Electrolyte imbalances are an issue in the body, but they are also frequent indicators of other problems in the body. As a result, they serve a significant role in identifying a wide range of medical disorders. A person may have more than one kind of electrolyte that is out of range at any given moment.

Electrolyte imbalances are persistent in the elderly and the critically ill.

Signs and symptoms of electrolyte imbalance

The symptoms vary depending on the specific electrolytes involved and the degree of the imbalance.

Some possible symptoms, depending on the situation, might include:

  • Headache
  • Dizziness
  • Fatigue
  • Confusion
  • Nausea and vomiting
  • Frequent urination
  • Constipation
  • Increased heart rate
  • Muscle cramps or muscle weakness
  • Poor coordination when walking
  • Bone pain

Electrolyte imbalance can be fatal if severe, causing cardiac rhythm irregularities, seizures, coma, and death.

On the other hand, Electrolyte disorders may not create any symptoms. This is especially likely if the imbalance is minor or has developed gradually.

In those with major medical issues, electrolyte imbalances increase the risk of complications and death.

What causes electrolyte imbalance?

A variety of factors can cause electrolyte imbalances. You are in danger of electrolyte imbalances if you lose a lot of body fluids. For example, excessive sweating with extended activity may result in an imbalance. Fluid loss through severe vomiting, diarrhea, and severe burns are all causes of electrolyte issues.

Conditions that produce excessive water gain may also cause electrolyte abnormality. Someone with congestive heart failure, for example, may be more vulnerable. Additionally, if a person drinks a lot of water (overhydration), they may have an electrolyte imbalance.

Other causes include:

  • Kidney problems
  • Liver problems
  • Lung problems
  • Sepsis
  • Cancer
  • Diabetes
  • Problems with the gastrointestinal tract
  • Alcohol and illicit drug use
  • Inappropriately given intravenous fluids
  • Recent trauma or surgery
  • Side effects of medications (like diuretics)

How is electrolyte imbalance diagnosed?

A simple blood test can be used to diagnose an electrolyte imbalance. Electrolytes are typically examined in groups with other electrolytes and lab results.
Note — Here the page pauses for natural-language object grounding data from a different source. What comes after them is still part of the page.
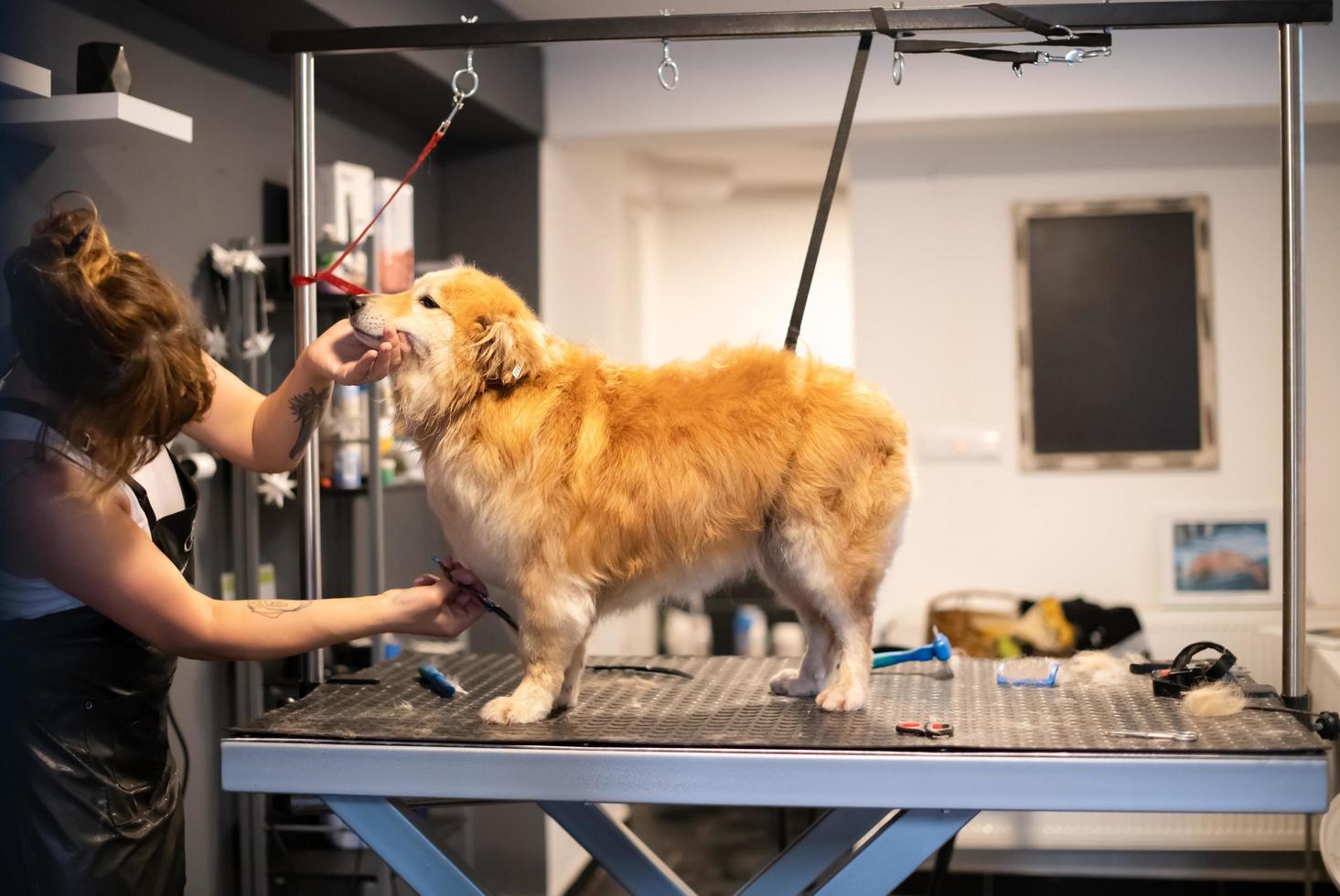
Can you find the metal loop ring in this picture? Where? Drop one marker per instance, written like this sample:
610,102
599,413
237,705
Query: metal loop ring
456,82
468,69
668,72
These blood tests, however, do not reveal why a person has an electrolyte imbalance. Sometimes the diagnosis can be clear when they take the electrolyte test. Other times, an additional inquiry may be required. This might include more blood testing, medical imaging, or other diagnostic procedures.

A person may require additional monitoring if they have a significant electrolyte imbalance. To check for any cardiac rhythm issues, examining using an electrocardiogram (ECG) could be crucial.
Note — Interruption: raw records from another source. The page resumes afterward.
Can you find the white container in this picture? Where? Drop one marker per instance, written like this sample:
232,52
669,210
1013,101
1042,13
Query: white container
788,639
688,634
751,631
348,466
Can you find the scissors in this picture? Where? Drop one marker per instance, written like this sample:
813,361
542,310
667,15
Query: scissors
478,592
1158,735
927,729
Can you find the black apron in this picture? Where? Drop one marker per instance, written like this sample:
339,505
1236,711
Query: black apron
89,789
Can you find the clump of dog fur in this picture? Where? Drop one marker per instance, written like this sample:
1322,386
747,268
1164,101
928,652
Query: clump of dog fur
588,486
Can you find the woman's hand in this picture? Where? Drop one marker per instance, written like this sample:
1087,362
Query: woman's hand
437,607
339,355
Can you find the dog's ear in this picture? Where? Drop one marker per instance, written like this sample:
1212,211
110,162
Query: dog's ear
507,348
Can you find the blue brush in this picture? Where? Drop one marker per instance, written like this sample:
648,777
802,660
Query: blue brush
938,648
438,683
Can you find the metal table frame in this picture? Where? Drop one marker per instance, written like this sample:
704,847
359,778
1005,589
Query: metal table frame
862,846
A primary contributor to an electrolyte imbalance frequently is dehydration. To fix this, one must stay hydrated with an electrolyte drink, sports drink, or take intravenous fluids if it’s a severe electrolyte imbalance. Tailwind Nutrition drink mixes are a great example of electrolyte drinks that can help fix the mild imbalance.

On the other hand, if the individual is dehydrated to the point of being overhydrated, they may need to cut back on their fluid intake and perhaps even take diuretics (to help them get rid of extra fluid via their urine).

Treatment of underlying health conditions

Treatment depends on the underlying health condition. After the underlying medical issues are treated, the imbalance frequently disappears. This can be the sole intervention required in patients with a mild imbalance.

For instance, untreated type 1 diabetes may lead someone to have an imbalance. In this situation, receiving insulin therapy and other treatments might assist in redressing the imbalance.


After receiving therapy for heart, kidney, and liver conditions, checking the body’s electrolyte balance may be necessary. After the therapy, electrolyte testing will be necessary, especially in the event of renal issues. 

People in the critical care unit frequently have their electrolytes evaluated daily due to this population’s prevalence of electrolyte abnormalities.